The core is the strength of your rope, and if it is damaged, the ability of your rope to catch a fall is compromised. Inspect your rope by running it through your hands feeling for any soft spots, stiff spots, or flat spots, all of which indicate damage and are a good sign of need for a new rope.
The ends of your rope get fuzzy, and the sheath will sometimes slip a bit one way or the other, either exposing the core at the end, or bunching the sheath at the end. The life of the rope can be extended with careful trimming and re-sealing of the trimmed end with a lighter (to prevent more sheath unraveling.) Make a careful note of how much shorter your rope is, and remember that if you only trimmed one end, your middle mark no longer signifies the center of the rope. Don't make the mistake of lowering a friend off of your newly trimmed rope.
Obviously, your rope is intended to catch falls, and a lot of them. However, once you start taking falls with a lot of force, such as falling past your belay without much rope out, then your rope may be approaching the end of its life. If you take any fall generating forces that qualify as higher than a factor one, then you should consider retiring your rope, no matter how new it is. (Fall factor = distance fallen, divided by amount of rope to catch fall.)
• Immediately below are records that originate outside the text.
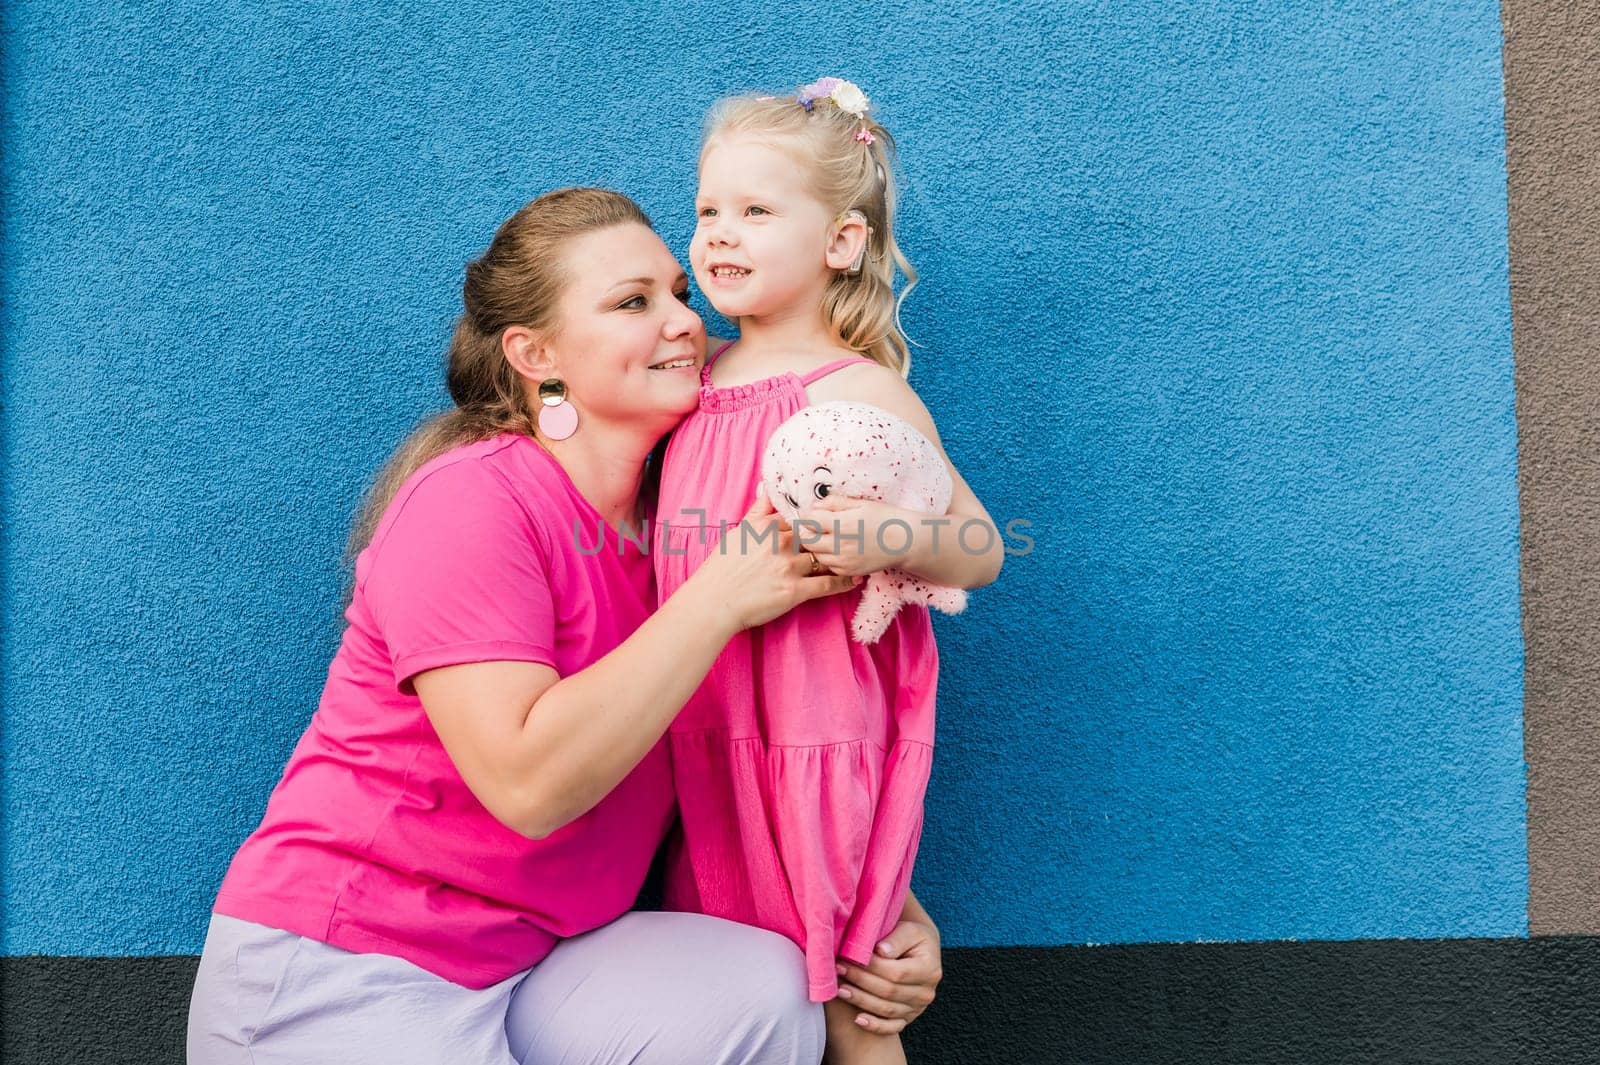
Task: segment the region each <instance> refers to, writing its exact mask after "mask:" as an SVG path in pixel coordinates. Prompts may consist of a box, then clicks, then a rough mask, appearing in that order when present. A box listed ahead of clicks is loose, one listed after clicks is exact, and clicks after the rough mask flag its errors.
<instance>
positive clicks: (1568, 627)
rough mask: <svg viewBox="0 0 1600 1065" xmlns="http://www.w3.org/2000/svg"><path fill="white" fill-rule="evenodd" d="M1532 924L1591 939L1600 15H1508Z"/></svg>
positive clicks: (1513, 258) (1518, 417)
mask: <svg viewBox="0 0 1600 1065" xmlns="http://www.w3.org/2000/svg"><path fill="white" fill-rule="evenodd" d="M1501 18H1502V22H1504V32H1506V50H1504V62H1506V155H1507V160H1506V162H1507V178H1509V208H1510V209H1509V216H1510V291H1512V333H1514V349H1515V358H1517V435H1518V441H1517V445H1518V467H1520V481H1522V483H1520V493H1522V595H1523V635H1525V641H1526V673H1525V683H1526V697H1525V729H1526V732H1525V736H1526V756H1528V924H1530V931H1531V932H1533V934H1534V935H1549V934H1558V932H1597V931H1600V358H1597V357H1600V8H1597V6H1595V5H1594V3H1592V2H1587V0H1582V2H1579V0H1506V2H1504V5H1502V8H1501Z"/></svg>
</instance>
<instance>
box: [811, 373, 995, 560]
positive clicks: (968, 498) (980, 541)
mask: <svg viewBox="0 0 1600 1065" xmlns="http://www.w3.org/2000/svg"><path fill="white" fill-rule="evenodd" d="M834 382H837V385H834ZM818 385H832V387H827V389H822V387H818ZM818 385H813V389H814V390H816V392H818V395H819V398H816V400H814V401H824V398H821V397H822V393H824V392H826V400H851V401H854V403H870V405H872V406H880V408H883V409H885V411H888V413H891V414H896V416H899V417H902V419H906V421H907V422H910V424H912V427H915V429H917V432H920V433H922V435H923V437H926V438H928V440H931V441H933V446H936V448H938V449H939V454H941V456H942V457H944V464H946V467H949V470H950V483H952V485H954V491H952V494H950V509H949V512H947V513H946V515H944V518H936V517H933V515H926V513H922V512H915V510H904V509H901V507H890V505H888V504H882V502H875V501H867V499H835V497H829V499H822V501H818V502H816V504H814V505H813V510H814V512H821V513H818V515H816V518H818V520H819V521H821V523H822V528H824V531H822V534H821V536H814V534H811V532H805V531H802V536H800V545H802V547H806V548H808V550H811V552H813V553H814V555H816V558H818V561H819V563H822V564H824V566H827V568H829V569H832V571H834V572H840V574H851V576H858V574H867V572H875V571H878V569H886V568H890V566H896V568H899V569H906V571H909V572H914V574H917V576H918V577H922V579H925V580H931V582H933V584H944V585H950V587H957V588H978V587H982V585H986V584H992V582H994V580H995V577H998V576H1000V566H1002V563H1003V561H1005V542H1003V540H1002V539H1000V531H998V529H997V528H995V523H994V518H990V517H989V512H987V510H986V509H984V505H982V504H981V502H979V501H978V496H974V494H973V489H971V488H970V486H968V485H966V480H965V478H963V477H962V473H960V470H957V469H955V465H954V464H952V462H950V456H949V454H946V451H944V445H942V443H941V441H939V430H938V427H936V425H934V424H933V416H931V414H928V408H926V406H923V401H922V398H920V397H918V395H917V392H915V390H912V387H910V385H909V384H906V379H904V377H901V376H899V374H898V373H894V371H893V369H888V368H886V366H878V365H875V363H874V365H862V366H851V368H848V369H842V371H838V373H835V374H830V376H829V377H824V379H822V381H819V382H818ZM890 521H896V525H894V528H893V529H883V526H885V525H886V523H890ZM899 523H904V525H906V526H910V537H909V539H910V544H909V547H907V550H906V552H904V553H894V552H890V550H885V547H883V545H885V544H888V547H893V548H899V547H901V544H902V542H906V539H907V536H906V532H904V529H902V528H901V525H899ZM835 525H837V526H838V531H840V532H843V536H835V534H834V526H835ZM880 531H882V536H880ZM858 532H862V536H861V537H859V539H856V534H858Z"/></svg>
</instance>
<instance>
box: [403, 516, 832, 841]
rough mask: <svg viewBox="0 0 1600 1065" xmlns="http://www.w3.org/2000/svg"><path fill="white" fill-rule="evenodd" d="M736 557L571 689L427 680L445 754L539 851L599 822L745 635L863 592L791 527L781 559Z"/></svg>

Another thing to keep in mind is that nylon has a shelf life. If it is never exposed to sunlight and outdoor elements, it is only expected to last ten years. Since your climbing rope will be seeing a lot of the outdoors, obviously the nylon in it will not make it that long. Even if you don't uncover any particular weak spots on your rope during an inspection, after a few years your rope is ready for retirement. Time to make a braided floor-mat or donate some fixed lines to your favorite hiking trails or Yosemite climbs.